I was getting so mad (this is really just one of many many many  things that drives me crazy about this place which is why I have worked out an alternate schedule for myself which amounts to me being temporarily unemployed) so I called MPW to vent a bit.  Well, one of my coworkers came in (an hour and half after I started btw) and may  definitely overheard some language unbecoming of a lady as I extolled the virtues of punching people in the face and pouted about how under-appreciated I am. Ha.

So, this coworker goes to reception and a call comes in.  Obviously  M is not in because her station is empty and you can’t hear her swearing at customers on the phone, yet the receptionist proceeds to page her at her desk.  Then he picks up the line and tells the customer M won’t be in til 10.
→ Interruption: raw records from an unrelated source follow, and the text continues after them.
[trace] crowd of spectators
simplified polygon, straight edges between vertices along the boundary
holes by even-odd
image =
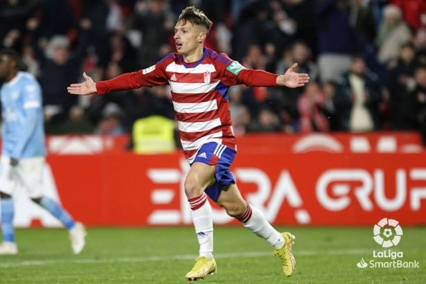
[[[0,45],[39,80],[48,133],[130,133],[140,118],[174,119],[167,86],[88,97],[66,87],[174,52],[175,21],[193,5],[214,23],[207,47],[247,68],[283,74],[297,62],[310,74],[303,88],[230,88],[237,135],[426,129],[423,0],[4,0]]]

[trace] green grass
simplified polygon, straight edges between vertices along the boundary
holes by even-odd
[[[218,273],[202,283],[426,283],[426,227],[403,228],[397,247],[404,260],[420,263],[416,269],[357,267],[362,258],[368,262],[373,250],[380,250],[370,227],[277,229],[296,237],[292,277],[283,276],[265,242],[242,227],[216,226]],[[74,256],[65,230],[17,230],[19,254],[0,256],[0,283],[185,283],[198,251],[192,227],[89,228],[88,233],[85,250]]]

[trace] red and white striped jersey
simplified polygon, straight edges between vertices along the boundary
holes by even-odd
[[[235,65],[233,73],[229,71],[231,67],[227,70],[231,64]],[[237,84],[238,69],[242,69],[227,56],[205,48],[203,57],[192,64],[178,53],[170,53],[142,71],[152,85],[170,85],[181,142],[189,163],[208,142],[236,150],[228,89]]]
[[[225,54],[204,48],[202,57],[186,63],[170,53],[155,65],[96,82],[98,94],[170,85],[185,157],[192,163],[201,146],[216,142],[236,150],[228,89],[230,86],[276,86],[276,74],[246,69]]]

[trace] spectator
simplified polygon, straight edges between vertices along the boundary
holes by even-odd
[[[385,83],[389,94],[390,126],[392,130],[402,129],[401,107],[408,92],[416,85],[414,71],[418,65],[414,46],[407,43],[401,48],[396,65],[388,71]]]
[[[125,133],[121,125],[123,111],[114,103],[109,103],[102,111],[102,119],[95,128],[94,134],[117,136]]]
[[[278,132],[281,123],[278,116],[268,107],[263,107],[251,123],[247,127],[247,132]]]
[[[91,25],[89,20],[81,20],[80,37],[71,53],[69,39],[66,36],[57,35],[45,42],[44,46],[39,46],[39,21],[35,19],[28,20],[32,47],[41,64],[39,81],[46,121],[64,121],[71,106],[77,103],[77,98],[67,94],[66,87],[78,78]]]
[[[378,59],[382,64],[388,64],[398,58],[401,46],[410,40],[410,30],[398,6],[386,6],[383,17],[376,38]]]
[[[299,99],[300,114],[300,132],[326,132],[329,130],[328,120],[323,113],[326,98],[319,84],[311,81],[306,86],[305,92]]]
[[[364,0],[350,0],[349,22],[367,42],[373,44],[376,35],[376,24],[372,9]]]
[[[335,98],[340,130],[364,132],[380,126],[380,85],[366,69],[364,58],[355,56],[339,82]]]
[[[416,69],[414,78],[416,85],[414,89],[402,102],[401,129],[404,130],[420,131],[420,125],[424,125],[425,121],[426,67]],[[426,133],[423,134],[425,137]]]
[[[39,7],[40,1],[0,1],[0,46],[21,51],[27,19]]]
[[[366,42],[350,25],[344,0],[322,0],[317,21],[321,80],[336,81],[350,66],[352,55],[366,48]]]
[[[134,12],[132,28],[142,33],[139,46],[140,65],[151,66],[172,52],[168,39],[175,28],[175,16],[168,9],[165,0],[139,1]]]

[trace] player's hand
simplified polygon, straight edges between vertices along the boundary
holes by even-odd
[[[19,163],[19,161],[17,159],[10,158],[10,166],[12,167],[16,167]]]
[[[96,84],[86,73],[83,73],[83,77],[86,79],[86,82],[79,84],[71,84],[68,88],[68,92],[74,95],[87,96],[95,94],[96,90]]]
[[[289,88],[305,86],[305,84],[309,82],[309,75],[294,72],[296,68],[297,68],[297,63],[294,63],[293,66],[289,68],[284,75],[278,76],[276,85],[288,87]]]

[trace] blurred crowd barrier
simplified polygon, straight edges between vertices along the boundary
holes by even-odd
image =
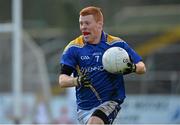
[[[71,95],[71,97],[74,95]],[[21,123],[76,124],[75,101],[54,96],[49,105],[36,103],[32,94],[23,96]],[[0,123],[12,124],[13,101],[10,94],[0,95]],[[120,124],[176,124],[180,123],[180,100],[177,95],[127,95],[115,123]]]

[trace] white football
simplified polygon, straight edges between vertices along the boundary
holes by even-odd
[[[122,73],[130,58],[126,50],[121,47],[107,49],[102,57],[103,67],[110,73]]]

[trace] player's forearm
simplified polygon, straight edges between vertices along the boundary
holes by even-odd
[[[144,74],[146,72],[146,66],[143,62],[139,62],[136,64],[136,73]]]
[[[77,86],[77,78],[61,74],[59,76],[59,85],[61,88],[75,87]]]

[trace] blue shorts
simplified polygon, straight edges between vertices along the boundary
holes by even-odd
[[[86,124],[91,116],[101,118],[105,124],[112,124],[120,111],[121,103],[116,101],[106,101],[91,110],[78,109],[78,121],[80,124]]]

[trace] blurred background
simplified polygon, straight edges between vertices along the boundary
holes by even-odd
[[[0,124],[77,123],[74,88],[58,85],[59,58],[90,5],[147,66],[125,76],[115,123],[180,123],[179,0],[0,0]]]

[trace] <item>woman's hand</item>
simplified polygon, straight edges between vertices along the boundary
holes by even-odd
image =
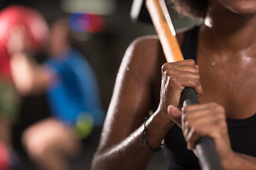
[[[176,107],[169,108],[171,117],[178,114],[178,110]],[[195,149],[198,140],[208,136],[214,141],[222,164],[230,162],[234,153],[230,147],[223,107],[215,103],[186,106],[182,108],[181,123],[178,125],[183,130],[188,149]]]
[[[167,113],[169,106],[181,108],[181,94],[185,87],[194,88],[198,96],[203,93],[199,68],[193,60],[165,63],[162,66],[161,73],[159,108],[165,113]],[[178,120],[181,120],[181,114],[174,117],[176,122],[180,122]]]

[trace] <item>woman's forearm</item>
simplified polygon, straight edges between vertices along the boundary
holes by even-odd
[[[147,140],[150,146],[157,148],[174,123],[169,118],[155,113],[146,121]],[[168,115],[167,115],[168,116]],[[99,150],[94,158],[92,169],[145,169],[154,154],[149,145],[141,147],[144,124],[124,140]],[[142,137],[142,144],[144,136]]]

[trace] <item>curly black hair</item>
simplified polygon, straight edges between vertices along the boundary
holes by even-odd
[[[192,18],[203,18],[206,15],[208,0],[169,0],[181,14]]]

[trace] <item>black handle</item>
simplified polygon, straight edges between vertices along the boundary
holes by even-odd
[[[183,106],[199,104],[195,89],[185,88],[181,93],[181,103]],[[196,150],[202,169],[223,169],[213,139],[209,137],[201,137],[196,144]]]

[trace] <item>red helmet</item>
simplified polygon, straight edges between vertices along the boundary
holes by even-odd
[[[0,41],[6,44],[9,30],[18,25],[24,26],[32,42],[31,50],[36,51],[46,45],[48,33],[46,20],[36,10],[21,5],[9,6],[0,12]]]

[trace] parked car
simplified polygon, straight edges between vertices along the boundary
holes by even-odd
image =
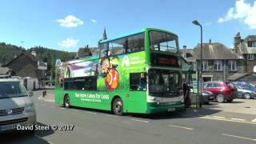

So…you  knew she wasn’t going to be in, you were just trying to cover your tracks so you would not be the recipient of said punch in the face.

Apparently my reputation proceeds me.

Oh, and M did come in at 10 and has proceeded to spend 15 minutes clipping and filing her nails at her desk.  And let’s not even talk about the service manager’s disdain for anyone not Italian and from the village of his “paisan” or whatever.

Yeah, That Just Happened!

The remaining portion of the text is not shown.